We all know that if you want a truly healthy diet, you have to realize that it’s the quality of your carbs that will genuinely give you the result you want. 

Whole grains, beans, lentils, fruits and veggies, which all contain a variety of vitamins, minerals, and fiber, are all healthy carb choices that you can’t make the mistake of avoiding.

There are many types of low-carb diets like Keto, South Beach, Atkins, and so on, and they all vary in the amounts and sources of carbs that are available to you. For example, beans are usually noted as too high in carbs to fit in Keto.

But regardless of which one you follow, there are ways to maximize your nutrition while staying in the macros you’ve set as a goal.

Did you know that only 1 in 10 people eat enough fiber? 

Fiber is a vital nutrient that keeps your cholesterol, blood sugar, blood pressure, and satiety in check. And it’s even harder to reach adequate levels of fiber if you’re limiting carbs. While it may be tempting to give your carbs to your favorite sweet dessert or other “cheat” processed foods, these foods will definitely hot help you feel or perform at your best. They will cause spikes in blood sugar and insulin and provide you with minimal nutritional value.

What you will notice in the majority of fast food restaurants, even those that are supposedly healthy, the fiber content in food is close to minimal. This is because fiber lowers the effect that a carbohydrate is going to have on your blood sugar and subsequent insulin response. 

Many mainstream fast food restaurants have stripped fiber from their meals with this exact purpose – raising your blood sugar and insulin. Because the result of a blood sugar spike is a blood sugar drop, and this creates more cravings for sugar and trans fats. 

This makes fast food chains part of the fiber problem.

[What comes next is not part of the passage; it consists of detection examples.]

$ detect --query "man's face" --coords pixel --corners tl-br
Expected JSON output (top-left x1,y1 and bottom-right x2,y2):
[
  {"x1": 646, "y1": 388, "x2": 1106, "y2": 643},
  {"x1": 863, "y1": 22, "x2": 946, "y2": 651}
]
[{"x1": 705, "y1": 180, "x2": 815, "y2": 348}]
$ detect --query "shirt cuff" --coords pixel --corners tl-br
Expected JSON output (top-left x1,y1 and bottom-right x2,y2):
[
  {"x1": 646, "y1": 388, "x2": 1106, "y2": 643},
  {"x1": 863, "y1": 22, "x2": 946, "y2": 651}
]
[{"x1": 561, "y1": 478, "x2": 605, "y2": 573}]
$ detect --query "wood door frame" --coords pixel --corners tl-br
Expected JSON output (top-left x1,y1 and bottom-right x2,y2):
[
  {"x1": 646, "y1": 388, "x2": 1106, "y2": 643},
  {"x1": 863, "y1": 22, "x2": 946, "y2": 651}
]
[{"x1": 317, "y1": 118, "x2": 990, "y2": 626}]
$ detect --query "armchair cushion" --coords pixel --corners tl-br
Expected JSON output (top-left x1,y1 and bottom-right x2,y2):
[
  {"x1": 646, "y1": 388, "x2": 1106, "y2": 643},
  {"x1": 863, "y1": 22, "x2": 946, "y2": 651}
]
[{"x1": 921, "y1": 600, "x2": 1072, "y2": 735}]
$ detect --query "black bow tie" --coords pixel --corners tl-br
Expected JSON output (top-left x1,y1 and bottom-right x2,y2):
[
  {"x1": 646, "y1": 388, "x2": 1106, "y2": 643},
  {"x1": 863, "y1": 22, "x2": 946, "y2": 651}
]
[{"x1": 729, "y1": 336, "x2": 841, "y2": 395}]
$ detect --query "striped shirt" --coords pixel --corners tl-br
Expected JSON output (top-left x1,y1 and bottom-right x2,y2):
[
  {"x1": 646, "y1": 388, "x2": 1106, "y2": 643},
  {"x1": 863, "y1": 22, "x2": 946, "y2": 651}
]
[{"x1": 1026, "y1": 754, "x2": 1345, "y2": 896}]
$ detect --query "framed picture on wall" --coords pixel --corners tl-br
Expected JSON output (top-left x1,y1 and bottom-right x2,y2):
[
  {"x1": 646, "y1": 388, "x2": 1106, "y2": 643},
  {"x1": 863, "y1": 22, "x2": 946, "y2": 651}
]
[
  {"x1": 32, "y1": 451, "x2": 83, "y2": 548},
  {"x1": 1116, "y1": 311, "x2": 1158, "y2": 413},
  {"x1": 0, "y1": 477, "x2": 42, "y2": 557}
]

If someone were to consume the majority of their meals stripped of fiber, they will quickly find that blood sugar responses get heightened, cravings appear to haunt you, and your midday slumps strip you of your energy.  

But on the other hand, focusing on “spending” your carbs on fiber-rich carb sources, this will naturally improve your diet quality and provide you with consistent energy, enhanced physical performance, and more stable blood sugar. 

A great rule you can follow is to aim for around 10 grams of fiber in each meal to make sure you’re getting enough.

That’s why it’s very important to focus on nutritional density for the little carbs you’re going to consume on a low-carb diet. Even if you want to consume minimal carbs, fruits and veggies are still a way better carb options and will lead you to the healthy life and body you truly want to get out of that diet.